Hi,
I am running into a situation where a publisher is publishing at a rate where the reader is not able to keep up and I am losing samples. I am using one of the builtin QOS profiles (BuiltinQosLibExp::Pattern.LastValueCache).
I read this article on how to tune QOS for throughput (https://community.rti.com/kb/which-qos-parameters-are-important-tune-throughput-testing).
The QOS that I am using has resources like max_samples, max_samples_per_instance set to default values.

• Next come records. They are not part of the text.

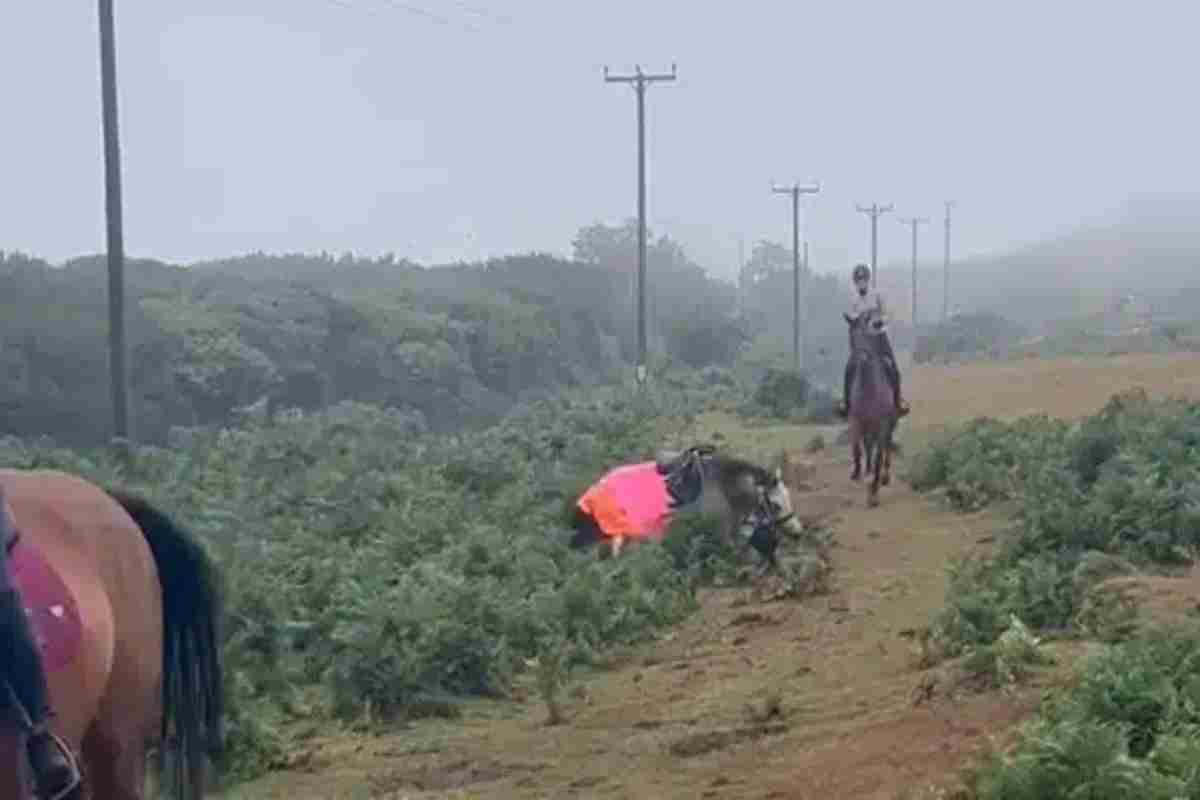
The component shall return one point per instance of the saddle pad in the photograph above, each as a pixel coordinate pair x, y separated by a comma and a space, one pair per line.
629, 500
49, 606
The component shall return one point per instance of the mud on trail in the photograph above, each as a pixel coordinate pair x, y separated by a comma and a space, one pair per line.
810, 698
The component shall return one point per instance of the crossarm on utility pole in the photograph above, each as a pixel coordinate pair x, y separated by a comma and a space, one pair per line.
640, 80
795, 191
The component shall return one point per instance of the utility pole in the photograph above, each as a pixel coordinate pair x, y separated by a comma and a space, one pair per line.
114, 227
796, 190
874, 211
946, 265
640, 80
913, 222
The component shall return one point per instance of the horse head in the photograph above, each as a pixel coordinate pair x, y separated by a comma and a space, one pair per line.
777, 500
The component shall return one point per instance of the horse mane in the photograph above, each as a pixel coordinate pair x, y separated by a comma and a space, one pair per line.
735, 464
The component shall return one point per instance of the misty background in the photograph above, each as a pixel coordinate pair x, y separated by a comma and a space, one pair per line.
426, 205
445, 131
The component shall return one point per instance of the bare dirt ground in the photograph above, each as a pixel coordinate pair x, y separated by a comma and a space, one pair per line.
761, 699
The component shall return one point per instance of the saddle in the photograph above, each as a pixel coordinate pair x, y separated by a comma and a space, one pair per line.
684, 473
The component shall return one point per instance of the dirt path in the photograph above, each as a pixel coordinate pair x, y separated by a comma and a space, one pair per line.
678, 719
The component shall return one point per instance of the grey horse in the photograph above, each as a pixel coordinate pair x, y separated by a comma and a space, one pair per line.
739, 492
873, 410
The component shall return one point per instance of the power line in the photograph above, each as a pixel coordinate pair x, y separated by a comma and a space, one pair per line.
115, 233
913, 222
640, 80
795, 191
874, 211
396, 5
946, 265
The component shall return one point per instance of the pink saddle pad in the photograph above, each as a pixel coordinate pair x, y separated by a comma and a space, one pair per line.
51, 607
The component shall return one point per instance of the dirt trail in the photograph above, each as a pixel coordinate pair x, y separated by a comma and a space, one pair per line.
673, 721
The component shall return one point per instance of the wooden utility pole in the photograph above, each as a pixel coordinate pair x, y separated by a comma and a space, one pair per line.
946, 265
913, 222
796, 190
874, 211
640, 80
114, 224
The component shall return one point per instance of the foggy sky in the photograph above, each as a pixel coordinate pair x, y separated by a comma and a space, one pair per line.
307, 125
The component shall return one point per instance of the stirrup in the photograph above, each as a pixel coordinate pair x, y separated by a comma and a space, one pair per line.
72, 763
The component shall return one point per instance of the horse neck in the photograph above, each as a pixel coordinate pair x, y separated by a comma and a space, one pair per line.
869, 378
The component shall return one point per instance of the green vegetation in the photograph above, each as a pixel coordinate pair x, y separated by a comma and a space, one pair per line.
1114, 494
1131, 728
379, 572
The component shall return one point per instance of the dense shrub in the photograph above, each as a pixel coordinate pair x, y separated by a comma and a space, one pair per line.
1128, 729
378, 572
1121, 486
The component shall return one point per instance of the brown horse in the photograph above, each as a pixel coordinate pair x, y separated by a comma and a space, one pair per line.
873, 409
126, 608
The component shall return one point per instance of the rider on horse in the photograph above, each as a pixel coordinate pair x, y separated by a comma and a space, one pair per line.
867, 300
55, 773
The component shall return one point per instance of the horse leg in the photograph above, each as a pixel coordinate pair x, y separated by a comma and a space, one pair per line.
856, 449
873, 489
117, 762
887, 457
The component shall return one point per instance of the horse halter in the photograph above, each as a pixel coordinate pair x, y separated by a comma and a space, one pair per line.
766, 513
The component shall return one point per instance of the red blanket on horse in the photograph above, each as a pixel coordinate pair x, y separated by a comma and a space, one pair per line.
630, 501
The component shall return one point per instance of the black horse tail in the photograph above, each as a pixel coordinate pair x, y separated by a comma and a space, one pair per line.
192, 669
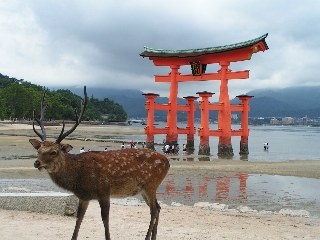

One of the defaults is DDS_UNLIMITED. In this case, does DDS dynamically adjust queue sizes depending on the data?
If I am missing samples, do I need to determine the fastest writer and maximum message size in order to explicitly set the resources (e.g. max_samples) to these values?
Thanks,
Anne Fiore
Hey,
Not the leading authority on this but I think I can help out a bit.
1. For high throughput scenarios the qos you chose may not be ideal, a list of built in qos's that may help you out is available here: https://community.rti.com/examples/built-qos-profiles
2. There are many ways you can improve throughput apart from QoS, some are related to the server / workstation settings (https://community.rti.com/best-practices/tune-your-os-performance may be relevant) while some are related to how you use the api like using WaitSets and not listeners (https://community.rti.com/best-practices/use-waitsets-except-when-you-need-extreme-latency)
3. The article you've read lists a few of the extreme settings you may use but the following is a bit easier to understand (https://community.rti.com/kb/summary-and-typical-use-cases-different-quality-service-qos-parameters)
When you say the reader is not able to keep up, it's important that you check what is the cause of samples being lost (if you are using a listener, you can instrument on sample lost and check the last reason)
Regarding the max_samples and max_samples_per_instance qos - if they are set to default, the boundary will be based on your operating system.
What could help your performance (while taking up memory) is setting the initial_samples / initial_instances to higher than default values to avoid dynamic allocation.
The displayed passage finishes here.